6.2 Sidestep Slow Hosts

A slow host is one that requires more than a few seconds to accept delivery of a modestly sized email message. To illustrate, consider the following example produced by a verbose transaction of sending email to such a slow host:

% /usr/sbin/sendmail -v -Rslowhost.com -q 
Running /var/spool/mqueues/q.2/df/f0DHnvO02567 (sequence 1 of 1)
bob@slowhost.com... Connecting to mx.slowhost.com. via esmtp...
220 mx.slowhost.com ESMTP Sendmail 8.10.1/8.10.1; Fri, 13 Dec 2002 10:50:20 -0700 
(MST)
>>> EHLO mx.slowhost.com
250-mx.slowhost.com Hello you@yourhost.com [123.45.678.9], pleased to meet you
250-ENHANCEDSTATUSCODES
250-8BITMIME
250-SIZE
250-DSN
250-ONEX
250-ETRN
250-XUSR
250 HELP
>>> MAIL From:<you@yourhost.com> SIZE=16
...
 You wait 2 minutes for slowhost to look you up.
...

This situation can get worse, especially if the slow site runs slow antispam software, because that site can take 9 or 10 minutes to validate you. This can cause sendmail to seem to hang for 9 or 10 minutes, then suddenly to continue with:

250 2.1.0 <you@yourhost.com>... Sender ok
>>> RCPT To:<bob@slowhost.com>
250 2.1.5 <bob@slowhost.com>... Recipient ok
>>> DATA
354 Enter mail, end with "." on a line by itself
>>> .

Furthermore, some mail transfer agents (MTAs) start to place a message on disk only after all the data has been received, so writing to an NFS-mounted disk can appear to hang for several seconds:

250 2.0.0 f0DHoNh91321 Message accepted for delivery
bob@slowhost.com... Sent (f0DHoNh91321 Message accepted for delivery)
Closing connection to mx.slowhost.com.
>>> QUIT
221 2.0.0 mx.slowhost.com closing connection

With all of this to contend with, a simple email message to a slow host might not be delivered for many seconds, or even many minutes. In actual practice, 99% of all hosts are very swift to accept mail. But it takes only one message to a slow host to badly degrade your overall delivery performance.
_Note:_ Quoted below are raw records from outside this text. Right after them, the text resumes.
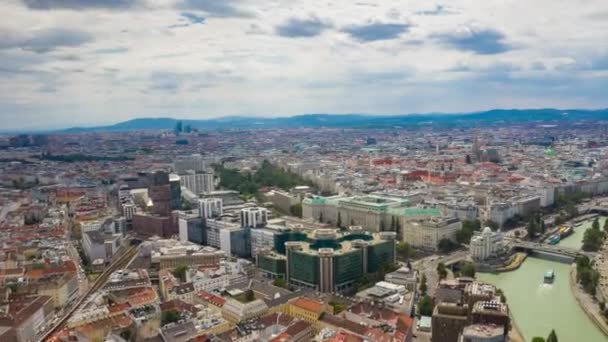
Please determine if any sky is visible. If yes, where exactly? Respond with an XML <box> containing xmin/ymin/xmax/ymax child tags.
<box><xmin>0</xmin><ymin>0</ymin><xmax>608</xmax><ymax>130</ymax></box>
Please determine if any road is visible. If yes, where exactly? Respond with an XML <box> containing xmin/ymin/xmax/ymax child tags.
<box><xmin>39</xmin><ymin>246</ymin><xmax>137</xmax><ymax>341</ymax></box>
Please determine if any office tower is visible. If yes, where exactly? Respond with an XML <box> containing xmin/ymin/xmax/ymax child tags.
<box><xmin>241</xmin><ymin>207</ymin><xmax>268</xmax><ymax>228</ymax></box>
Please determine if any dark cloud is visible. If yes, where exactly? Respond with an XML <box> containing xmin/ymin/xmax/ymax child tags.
<box><xmin>433</xmin><ymin>29</ymin><xmax>514</xmax><ymax>55</ymax></box>
<box><xmin>342</xmin><ymin>23</ymin><xmax>410</xmax><ymax>43</ymax></box>
<box><xmin>93</xmin><ymin>47</ymin><xmax>129</xmax><ymax>55</ymax></box>
<box><xmin>0</xmin><ymin>29</ymin><xmax>93</xmax><ymax>53</ymax></box>
<box><xmin>416</xmin><ymin>5</ymin><xmax>457</xmax><ymax>15</ymax></box>
<box><xmin>275</xmin><ymin>17</ymin><xmax>332</xmax><ymax>38</ymax></box>
<box><xmin>181</xmin><ymin>12</ymin><xmax>205</xmax><ymax>24</ymax></box>
<box><xmin>22</xmin><ymin>0</ymin><xmax>139</xmax><ymax>10</ymax></box>
<box><xmin>177</xmin><ymin>0</ymin><xmax>254</xmax><ymax>18</ymax></box>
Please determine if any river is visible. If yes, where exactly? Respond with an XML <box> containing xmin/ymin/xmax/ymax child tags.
<box><xmin>477</xmin><ymin>218</ymin><xmax>608</xmax><ymax>342</ymax></box>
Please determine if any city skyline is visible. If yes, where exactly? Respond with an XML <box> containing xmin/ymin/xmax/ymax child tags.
<box><xmin>0</xmin><ymin>0</ymin><xmax>608</xmax><ymax>130</ymax></box>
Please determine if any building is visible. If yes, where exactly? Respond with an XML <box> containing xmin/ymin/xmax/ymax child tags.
<box><xmin>471</xmin><ymin>300</ymin><xmax>511</xmax><ymax>336</ymax></box>
<box><xmin>432</xmin><ymin>303</ymin><xmax>469</xmax><ymax>342</ymax></box>
<box><xmin>402</xmin><ymin>216</ymin><xmax>462</xmax><ymax>251</ymax></box>
<box><xmin>179</xmin><ymin>170</ymin><xmax>215</xmax><ymax>195</ymax></box>
<box><xmin>198</xmin><ymin>198</ymin><xmax>224</xmax><ymax>218</ymax></box>
<box><xmin>177</xmin><ymin>214</ymin><xmax>205</xmax><ymax>245</ymax></box>
<box><xmin>222</xmin><ymin>298</ymin><xmax>268</xmax><ymax>323</ymax></box>
<box><xmin>241</xmin><ymin>207</ymin><xmax>268</xmax><ymax>228</ymax></box>
<box><xmin>0</xmin><ymin>296</ymin><xmax>53</xmax><ymax>342</ymax></box>
<box><xmin>82</xmin><ymin>230</ymin><xmax>123</xmax><ymax>262</ymax></box>
<box><xmin>470</xmin><ymin>227</ymin><xmax>504</xmax><ymax>261</ymax></box>
<box><xmin>302</xmin><ymin>195</ymin><xmax>409</xmax><ymax>231</ymax></box>
<box><xmin>256</xmin><ymin>229</ymin><xmax>396</xmax><ymax>292</ymax></box>
<box><xmin>384</xmin><ymin>266</ymin><xmax>418</xmax><ymax>291</ymax></box>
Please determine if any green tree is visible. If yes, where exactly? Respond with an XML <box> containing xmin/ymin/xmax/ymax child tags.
<box><xmin>437</xmin><ymin>238</ymin><xmax>456</xmax><ymax>254</ymax></box>
<box><xmin>460</xmin><ymin>261</ymin><xmax>475</xmax><ymax>278</ymax></box>
<box><xmin>289</xmin><ymin>203</ymin><xmax>302</xmax><ymax>218</ymax></box>
<box><xmin>547</xmin><ymin>328</ymin><xmax>560</xmax><ymax>342</ymax></box>
<box><xmin>172</xmin><ymin>265</ymin><xmax>188</xmax><ymax>281</ymax></box>
<box><xmin>418</xmin><ymin>295</ymin><xmax>433</xmax><ymax>316</ymax></box>
<box><xmin>396</xmin><ymin>242</ymin><xmax>414</xmax><ymax>260</ymax></box>
<box><xmin>591</xmin><ymin>217</ymin><xmax>600</xmax><ymax>230</ymax></box>
<box><xmin>483</xmin><ymin>220</ymin><xmax>499</xmax><ymax>231</ymax></box>
<box><xmin>437</xmin><ymin>262</ymin><xmax>448</xmax><ymax>279</ymax></box>
<box><xmin>272</xmin><ymin>277</ymin><xmax>288</xmax><ymax>289</ymax></box>
<box><xmin>161</xmin><ymin>310</ymin><xmax>181</xmax><ymax>326</ymax></box>
<box><xmin>583</xmin><ymin>227</ymin><xmax>604</xmax><ymax>252</ymax></box>
<box><xmin>418</xmin><ymin>273</ymin><xmax>428</xmax><ymax>295</ymax></box>
<box><xmin>245</xmin><ymin>289</ymin><xmax>255</xmax><ymax>302</ymax></box>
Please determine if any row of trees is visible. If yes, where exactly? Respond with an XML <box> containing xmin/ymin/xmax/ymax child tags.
<box><xmin>216</xmin><ymin>160</ymin><xmax>313</xmax><ymax>195</ymax></box>
<box><xmin>576</xmin><ymin>255</ymin><xmax>600</xmax><ymax>295</ymax></box>
<box><xmin>583</xmin><ymin>217</ymin><xmax>608</xmax><ymax>252</ymax></box>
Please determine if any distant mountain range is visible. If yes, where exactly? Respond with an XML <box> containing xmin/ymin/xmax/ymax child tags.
<box><xmin>61</xmin><ymin>109</ymin><xmax>608</xmax><ymax>133</ymax></box>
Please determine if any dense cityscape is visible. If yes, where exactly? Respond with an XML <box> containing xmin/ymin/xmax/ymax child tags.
<box><xmin>0</xmin><ymin>0</ymin><xmax>608</xmax><ymax>342</ymax></box>
<box><xmin>0</xmin><ymin>122</ymin><xmax>608</xmax><ymax>342</ymax></box>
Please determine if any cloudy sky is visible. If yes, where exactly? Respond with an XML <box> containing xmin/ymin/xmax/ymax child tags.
<box><xmin>0</xmin><ymin>0</ymin><xmax>608</xmax><ymax>129</ymax></box>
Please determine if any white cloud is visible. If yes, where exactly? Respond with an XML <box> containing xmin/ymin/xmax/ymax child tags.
<box><xmin>0</xmin><ymin>0</ymin><xmax>608</xmax><ymax>128</ymax></box>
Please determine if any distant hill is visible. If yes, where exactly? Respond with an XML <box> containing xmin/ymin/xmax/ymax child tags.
<box><xmin>61</xmin><ymin>109</ymin><xmax>608</xmax><ymax>133</ymax></box>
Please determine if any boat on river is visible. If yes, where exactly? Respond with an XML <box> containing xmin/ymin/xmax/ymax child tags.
<box><xmin>544</xmin><ymin>269</ymin><xmax>555</xmax><ymax>284</ymax></box>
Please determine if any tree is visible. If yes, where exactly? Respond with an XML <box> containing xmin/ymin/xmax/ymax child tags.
<box><xmin>418</xmin><ymin>295</ymin><xmax>433</xmax><ymax>316</ymax></box>
<box><xmin>172</xmin><ymin>265</ymin><xmax>188</xmax><ymax>281</ymax></box>
<box><xmin>272</xmin><ymin>277</ymin><xmax>288</xmax><ymax>289</ymax></box>
<box><xmin>583</xmin><ymin>227</ymin><xmax>604</xmax><ymax>252</ymax></box>
<box><xmin>591</xmin><ymin>217</ymin><xmax>600</xmax><ymax>230</ymax></box>
<box><xmin>461</xmin><ymin>261</ymin><xmax>475</xmax><ymax>278</ymax></box>
<box><xmin>396</xmin><ymin>242</ymin><xmax>414</xmax><ymax>260</ymax></box>
<box><xmin>483</xmin><ymin>220</ymin><xmax>499</xmax><ymax>231</ymax></box>
<box><xmin>175</xmin><ymin>121</ymin><xmax>184</xmax><ymax>135</ymax></box>
<box><xmin>161</xmin><ymin>310</ymin><xmax>181</xmax><ymax>326</ymax></box>
<box><xmin>418</xmin><ymin>273</ymin><xmax>428</xmax><ymax>295</ymax></box>
<box><xmin>437</xmin><ymin>262</ymin><xmax>448</xmax><ymax>279</ymax></box>
<box><xmin>437</xmin><ymin>238</ymin><xmax>456</xmax><ymax>254</ymax></box>
<box><xmin>547</xmin><ymin>328</ymin><xmax>560</xmax><ymax>342</ymax></box>
<box><xmin>289</xmin><ymin>203</ymin><xmax>302</xmax><ymax>218</ymax></box>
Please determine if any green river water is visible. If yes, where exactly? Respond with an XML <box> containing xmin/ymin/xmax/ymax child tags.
<box><xmin>477</xmin><ymin>218</ymin><xmax>608</xmax><ymax>342</ymax></box>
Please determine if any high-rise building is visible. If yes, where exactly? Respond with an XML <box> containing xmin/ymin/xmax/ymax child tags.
<box><xmin>241</xmin><ymin>207</ymin><xmax>268</xmax><ymax>228</ymax></box>
<box><xmin>470</xmin><ymin>227</ymin><xmax>504</xmax><ymax>260</ymax></box>
<box><xmin>252</xmin><ymin>229</ymin><xmax>396</xmax><ymax>292</ymax></box>
<box><xmin>179</xmin><ymin>170</ymin><xmax>215</xmax><ymax>195</ymax></box>
<box><xmin>198</xmin><ymin>198</ymin><xmax>224</xmax><ymax>218</ymax></box>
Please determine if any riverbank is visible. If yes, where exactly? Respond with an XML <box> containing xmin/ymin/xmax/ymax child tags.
<box><xmin>570</xmin><ymin>265</ymin><xmax>608</xmax><ymax>337</ymax></box>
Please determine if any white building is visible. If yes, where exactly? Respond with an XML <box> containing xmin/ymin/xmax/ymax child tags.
<box><xmin>179</xmin><ymin>170</ymin><xmax>215</xmax><ymax>195</ymax></box>
<box><xmin>470</xmin><ymin>227</ymin><xmax>504</xmax><ymax>260</ymax></box>
<box><xmin>198</xmin><ymin>198</ymin><xmax>224</xmax><ymax>218</ymax></box>
<box><xmin>241</xmin><ymin>207</ymin><xmax>268</xmax><ymax>228</ymax></box>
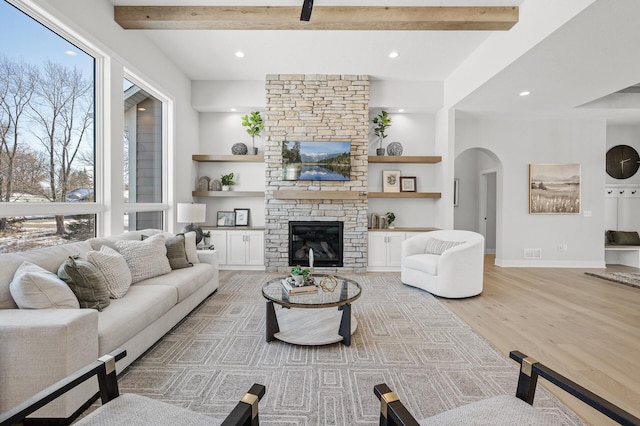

As distributed, the default timeouts for sending messages are generous.^[6] So generous, in fact, that the following defaults (as found in your .cf file) will never prevent delivery to such slow hosts:

^[6] The recommended timeouts are defined in various RFCs. The sendmail program prefers the long recommended timeouts to prevent unwanted delivery failure.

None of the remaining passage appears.